Time Warner Inc.'s net income rose sharply in its first quarter, ended March 31, 2006, but its AOL LLC unit saw its revenue and operating income drop as its subscriber rolls continued to shrink, the New York-based media conglomerate said Wednesday.
Time Warner generated total revenue of US$10.46 billion, up 1 percent over 2005's first quarter, but below the $10.9 billion consensus expectation from analysts polled by Thomson Financial.
Meanwhile, net income jumped 59 percent to $1.46 billion, or $0.32 per share. A Thomson Financial official said the company is still trying to determine the proper earnings per share comparison for the $0.20 per share consensus from its polled analysts.
Time Warner said in a statement it was particularly pleased with the results from Time Warner Cable, which provides cable TV, digital phone and high-speed Internet services. The unit's revenue increased 15 percent to $2.6 billion and its operating income grew 25 percent to $501 million.

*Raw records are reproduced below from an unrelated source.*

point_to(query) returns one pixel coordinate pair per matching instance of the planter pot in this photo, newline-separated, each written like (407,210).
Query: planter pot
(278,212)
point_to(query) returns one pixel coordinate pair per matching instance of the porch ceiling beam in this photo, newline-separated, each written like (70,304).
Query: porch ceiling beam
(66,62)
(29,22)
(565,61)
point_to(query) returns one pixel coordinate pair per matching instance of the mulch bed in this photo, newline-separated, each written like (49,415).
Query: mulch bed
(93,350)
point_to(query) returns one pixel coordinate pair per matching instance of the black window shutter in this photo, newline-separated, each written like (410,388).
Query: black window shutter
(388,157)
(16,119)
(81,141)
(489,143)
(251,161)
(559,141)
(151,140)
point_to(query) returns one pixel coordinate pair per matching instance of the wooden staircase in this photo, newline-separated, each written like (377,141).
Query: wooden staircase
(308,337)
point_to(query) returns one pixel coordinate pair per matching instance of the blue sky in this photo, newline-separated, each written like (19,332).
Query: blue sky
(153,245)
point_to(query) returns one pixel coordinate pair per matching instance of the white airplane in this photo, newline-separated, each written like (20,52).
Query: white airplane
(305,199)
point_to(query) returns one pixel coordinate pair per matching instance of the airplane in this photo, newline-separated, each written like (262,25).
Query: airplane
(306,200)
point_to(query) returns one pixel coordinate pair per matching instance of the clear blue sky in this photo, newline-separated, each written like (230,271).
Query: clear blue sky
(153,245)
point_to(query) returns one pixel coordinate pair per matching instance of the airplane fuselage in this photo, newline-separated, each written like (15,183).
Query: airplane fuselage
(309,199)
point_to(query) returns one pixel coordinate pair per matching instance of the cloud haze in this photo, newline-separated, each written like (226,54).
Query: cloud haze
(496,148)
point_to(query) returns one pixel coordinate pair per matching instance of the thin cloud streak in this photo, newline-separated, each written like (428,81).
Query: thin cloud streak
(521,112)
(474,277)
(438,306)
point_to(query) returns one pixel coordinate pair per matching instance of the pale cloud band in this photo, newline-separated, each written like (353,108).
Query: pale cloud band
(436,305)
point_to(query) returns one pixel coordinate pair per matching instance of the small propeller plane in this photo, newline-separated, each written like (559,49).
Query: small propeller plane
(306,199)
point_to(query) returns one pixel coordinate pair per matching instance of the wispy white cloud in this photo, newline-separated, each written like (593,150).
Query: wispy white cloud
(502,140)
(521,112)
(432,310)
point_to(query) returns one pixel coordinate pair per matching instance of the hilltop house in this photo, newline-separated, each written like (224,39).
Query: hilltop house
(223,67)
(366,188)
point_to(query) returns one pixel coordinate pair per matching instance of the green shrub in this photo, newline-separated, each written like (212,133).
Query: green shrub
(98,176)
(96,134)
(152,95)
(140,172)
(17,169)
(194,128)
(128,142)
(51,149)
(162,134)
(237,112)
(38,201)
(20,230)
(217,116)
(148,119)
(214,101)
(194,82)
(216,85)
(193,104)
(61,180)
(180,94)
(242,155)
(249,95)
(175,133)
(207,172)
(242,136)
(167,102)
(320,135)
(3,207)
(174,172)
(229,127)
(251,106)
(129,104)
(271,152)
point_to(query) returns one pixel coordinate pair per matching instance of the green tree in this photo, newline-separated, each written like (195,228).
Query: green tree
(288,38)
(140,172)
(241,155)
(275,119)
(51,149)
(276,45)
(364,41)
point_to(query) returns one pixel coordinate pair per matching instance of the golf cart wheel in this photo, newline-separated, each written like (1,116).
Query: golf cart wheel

Performance wasn't as stellar at AOL, which generates revenue from online ads and from subscription fees to its proprietary Internet access service, whose accounts are mostly of the slower dial-up type. Revenue declined 7 percent to $2 billion, caused by a 13 percent fall in subscription revenue. Advertising revenue increased 26 percent, offsetting part of the subscription decline. Operating income fell 14 percent to $269 million.
In the U.S., AOL had 18.6 million subscribers as of March 31, down by 3.1 million from 2005's first quarter. In Europe, subscriptions fell by 452,000 to 5.9 million.
AOL is shifting its focus from the subscription fees model toward the online ad model that has proven so successful for competitors such as Yahoo Inc. AOL is also trying to get its dial-up subscribers to switch to its new broadband access plan. Starting in March, AOL increased the price of its most popular dial-up access plan, which provides unlimited connection time, to nudge subscribers toward its new AOL High Speed plan.
Time Warner also has units for film, TV networks and publishing.